There will be a Grand Slam final rematch in the women's championship match Saturday, too, when No. 1 Amelie Mauresmo plays No. 3 Justine Henin-Hardenne. Mauresmo's first major title came at the Australian Open, when Henin-Hardenne quit in the second set, citing an upset stomach.
Neither woman has won Wimbledon, and Henin-Hardenne will be aiming to complete a career Grand Slam.
Federer's bid to do that fell short at Roland Garros, when Nadal beat him for a second French Open title. Federer wanted another crack at his nemesis, saying before Nadal-Baghdatis was finished: "Obviously, I would like to play Rafael, because of the matches we've had in the last couple of months."
Both men were brilliant Friday.
Nadal saved all nine break points he faced against Baghdatis and compiled a 43-16 ratio of winners to unforced errors.
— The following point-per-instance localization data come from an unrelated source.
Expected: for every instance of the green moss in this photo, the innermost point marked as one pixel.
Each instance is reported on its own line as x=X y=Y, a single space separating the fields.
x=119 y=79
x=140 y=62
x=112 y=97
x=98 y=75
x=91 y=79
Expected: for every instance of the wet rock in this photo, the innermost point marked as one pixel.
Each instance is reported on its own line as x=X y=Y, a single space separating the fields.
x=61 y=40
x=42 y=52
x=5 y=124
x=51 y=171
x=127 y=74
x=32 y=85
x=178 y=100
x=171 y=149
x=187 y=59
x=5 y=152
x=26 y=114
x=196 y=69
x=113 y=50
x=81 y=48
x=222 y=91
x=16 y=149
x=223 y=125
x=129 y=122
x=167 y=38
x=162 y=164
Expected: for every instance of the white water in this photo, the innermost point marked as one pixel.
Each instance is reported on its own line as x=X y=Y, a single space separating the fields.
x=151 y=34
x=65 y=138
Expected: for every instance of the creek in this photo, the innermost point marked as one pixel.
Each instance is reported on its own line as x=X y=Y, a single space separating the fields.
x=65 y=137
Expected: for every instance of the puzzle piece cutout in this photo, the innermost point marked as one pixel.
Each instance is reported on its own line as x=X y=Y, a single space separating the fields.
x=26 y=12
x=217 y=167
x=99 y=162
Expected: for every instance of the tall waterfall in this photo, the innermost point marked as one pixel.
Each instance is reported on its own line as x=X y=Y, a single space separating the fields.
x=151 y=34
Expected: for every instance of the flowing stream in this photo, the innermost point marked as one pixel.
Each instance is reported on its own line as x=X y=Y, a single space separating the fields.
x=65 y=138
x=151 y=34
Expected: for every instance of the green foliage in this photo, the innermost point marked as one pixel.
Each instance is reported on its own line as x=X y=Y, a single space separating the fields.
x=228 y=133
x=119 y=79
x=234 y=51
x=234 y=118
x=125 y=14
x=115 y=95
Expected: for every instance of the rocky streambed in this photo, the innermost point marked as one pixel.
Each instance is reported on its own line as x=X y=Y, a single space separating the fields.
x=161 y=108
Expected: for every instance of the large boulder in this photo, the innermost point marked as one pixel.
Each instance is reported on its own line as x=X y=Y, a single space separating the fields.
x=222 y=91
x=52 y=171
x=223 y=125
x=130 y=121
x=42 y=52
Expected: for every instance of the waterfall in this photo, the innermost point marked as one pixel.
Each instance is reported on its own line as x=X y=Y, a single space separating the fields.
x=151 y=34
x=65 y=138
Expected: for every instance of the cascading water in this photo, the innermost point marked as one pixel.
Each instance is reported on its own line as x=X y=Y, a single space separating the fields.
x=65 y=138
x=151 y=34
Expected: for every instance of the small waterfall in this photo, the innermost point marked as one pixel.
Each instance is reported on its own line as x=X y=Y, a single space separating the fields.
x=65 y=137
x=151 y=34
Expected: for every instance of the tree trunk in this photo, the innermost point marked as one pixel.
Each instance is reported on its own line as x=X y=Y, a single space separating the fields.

Federer, meanwhile, was simply sublime against the 34-year-old Bjorkman, the oldest Wimbledon semifinalist since 1987 and a player who's greatest success has come in doubles, with eight major championships.
The way Federer played, one wondered whether Bjorkman would have had a chance even if there'd been another player at his side.
"I felt like I played a guy who was as near to perfection as you can play the game," the 59th-ranked Bjorkman said. "I had the best seat in the house."
He did, indeed, as Federer mixed speeds, volleyed with precision, and alternated serves like a pitcher going from fastball to changeup and back again. One of Federer's shots was so hard, it nearly knocked the racket out of Bjorkman's hand.
Federer never faced a break point, went 7-for-9 on his break chances, conjured up 30 winners to only 13 unforced errors, and won 11 games in a row. He's closing in on being the first man to win Wimbledon without dropping a set since Borg in 1976.
"I can't rely on a performance every time (that's) flawless, straight sets, no worries, no break points, all this stuff," Federer said. "A final is always very different because the pressure is much higher."
He should know, having reached the finals of his past 16 tournaments, including five Grand Slams. If a spot in the Wimbledon final almost feels like a birthright for Federer at this point, no one expected the 20-year-old Nadal to get there this quickly.
Not Federer. Not Nadal. No one.
"Two weeks ago, I didn't even think about this," said Nadal's uncle and coach, Toni. "I am surprised."
Nadal, close to tears after beating Baghdatis, said: "I'm very emotional. It's amazing to be in the finals."
His record 60-match winning streak on clay was built with punishing strokes and unbridled tenacity. But grass doesn't afford him the same amount of time to track down opponents' shots, nor does it allow him to slide into position.
He arrived at Wimbledon with a 5-4 career record on the green stuff.
What a quick study.
"When he's on defense, he's playing unbelievable," Baghdatis said. "And when he's attacking, the ball is so fast."
After Federer's 77-minute stroll, Nadal and Baghdatis engaged in thrilling exchanges for 2½ hours.
The most spectacular point came when Nadal broke to 3-1 in the third set. He slipped while corralling a drop shot, but Baghdatis' passing attempt clipped the net cord and popped up. Nadal rose and swatted a reflex volley to end the point.
Baghdatis - cheered on by people wearing T-shirts reading, "It's in the Bagh" - made one last stand, getting to love-40 while Nadal served at 4-2.
On the third break point, Baghdatis smacked a forehand right near the baseline. It was called long, but replays showed the ball caught the line. Baghdatis argued a bit, to no avail, and later earned yet another break point but slipped on the muddy baseline, lost the point, and banged his racket on the ground.
At the end, Nadal dropped to his knees, arched his back and raised his arms, the sort of pose usually reserved for winning the title. He or Federer will get to kiss the trophy Sunday.
"If they both bring the tennis we've come to see, how can you ask for more than that?" said Jimmy Connors, who played in classic Wimbledon finals against Borg and John McEnroe. "It's the 1 and 2 players in the world - sweet."